In 2010, Zavadsakas et al. introduced the Additive Ratio Assessment) ARAS (method for ranking and prioritization [29]. This method is also useful for risk assessment and prioritization, and it is regarded as one of the greatest multi-criteria decision-making strategies for selecting the optimal alternative. In the ARAS method, the best option is determined by maximizing the distance from negative factors and minimizing the distance from positive factors [30]. The ARAS method's steps are listed below in chronological order:

• Step 1Using actual data or expert opinions, create an initial decision matrix:

$$x_{ij}=\left[\begin{array}{ccc}{x}_{11}& \cdots & x_{1n}\\ ⋮& \ddots & ⋮\\ x_{m1}& \cdots & x_{mn}\end{array}\right]\text{where}\left(i=1.2\dots .m\right)\text{and}\left(j=1.2.\dots .n\right)$$ (5)

in this matrix, m represents the number of options and n represents the number of criteria.

• Step 2The initial values of the criteria are normalized using Eqs (6) and (7):

$$\text{For}\text{positive}\text{indicators}{\bar{x}}_{ij}=\frac{x_{ij}}{\sum _{i=0}^m{x}_{ij}}$$ (6)

$$\text{For}\text{negative}\text{indicators}{x}_{ij}=\frac{1}{x_{ij}^{*}};{\bar{x}}_{ij}=\frac{x_{ij}}{\sum _{i=0}^m{x}_{ij}}$$ (7)

In these equations: $x_{ij}$ = The characters of the decision matrix.

• Step 3the created normal decision matrix should be balanced. For this purpose, the weights calculated by the weight determination methods for each criterion are multiplied in all the regions under the same criterion. Eq. (8) is used to obtain the normal weight values for all criteria:

$${\hat{x}}_{ij}={\bar{x}}_{ij}{w}_j;i=\overline{0,m}$$ (8)

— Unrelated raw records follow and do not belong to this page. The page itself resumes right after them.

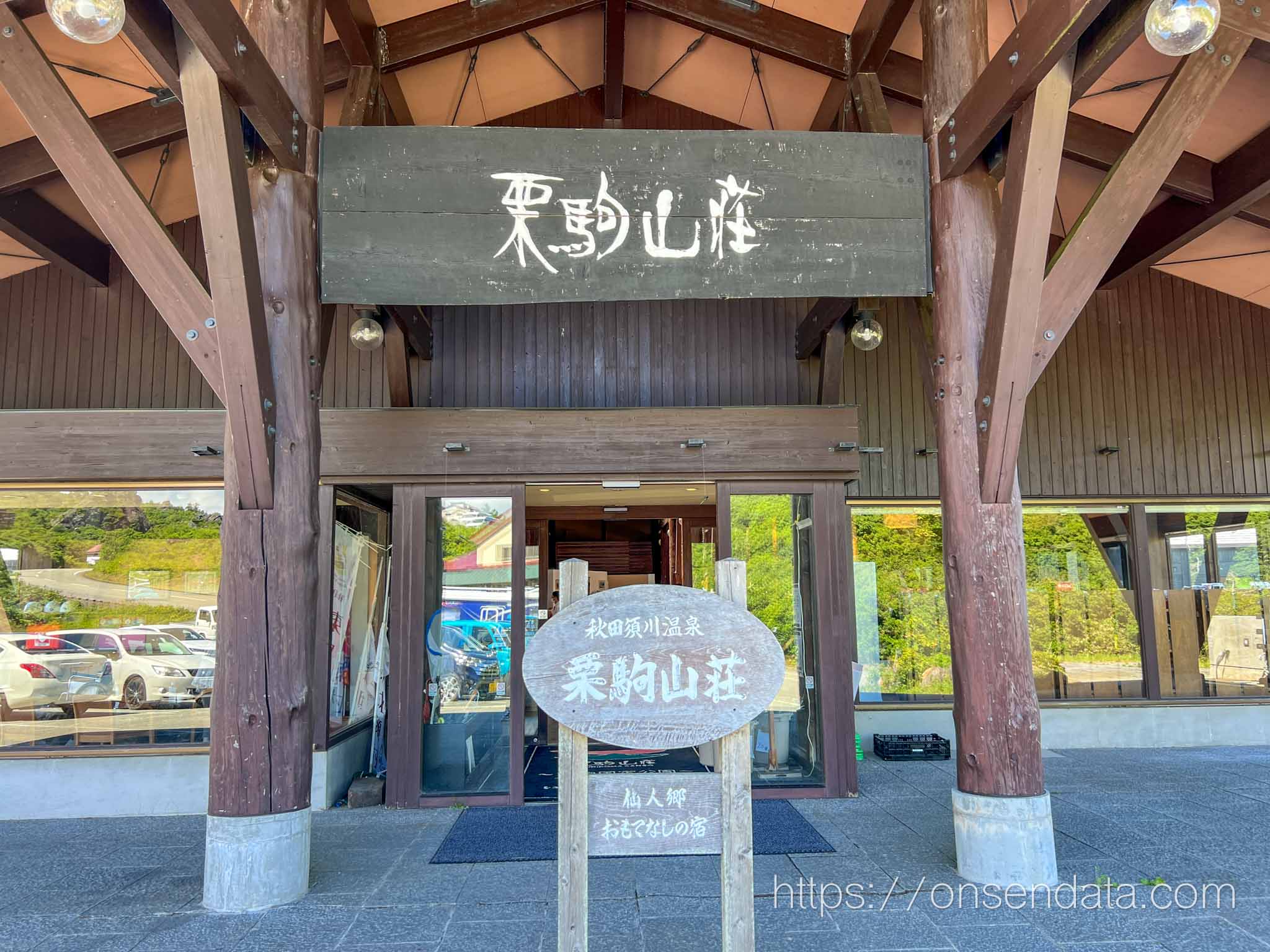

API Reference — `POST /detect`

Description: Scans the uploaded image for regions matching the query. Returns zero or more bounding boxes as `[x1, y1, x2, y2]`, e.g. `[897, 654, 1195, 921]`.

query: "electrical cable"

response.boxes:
[50, 60, 171, 97]
[640, 33, 706, 97]
[1076, 73, 1172, 102]
[525, 30, 584, 95]
[749, 50, 776, 132]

In this Eq, $w_j$ is the weight (importance) of criterion $j$ and ${\bar{x}}_{ij}$ is the normalized rank of criterion $j$.

• Step 4Using the desirability function described by Eq. (9), the utility of each option is determined. The best option is the one with the highest utility. The optimality function of each option is denoted by $S_i$ and is calculated as follows:

$$S_i=\sum _{j=1}^n{\hat{x}}_{ij};i=\overline{0,m}$$ (9)

where $S_i$ is the optimality function of option $i$.

• Step 5the utility degree is calculated using Eq (10):

$$K_i=\frac{S_i}{S_0};i=\overline{0,m}$$ (10)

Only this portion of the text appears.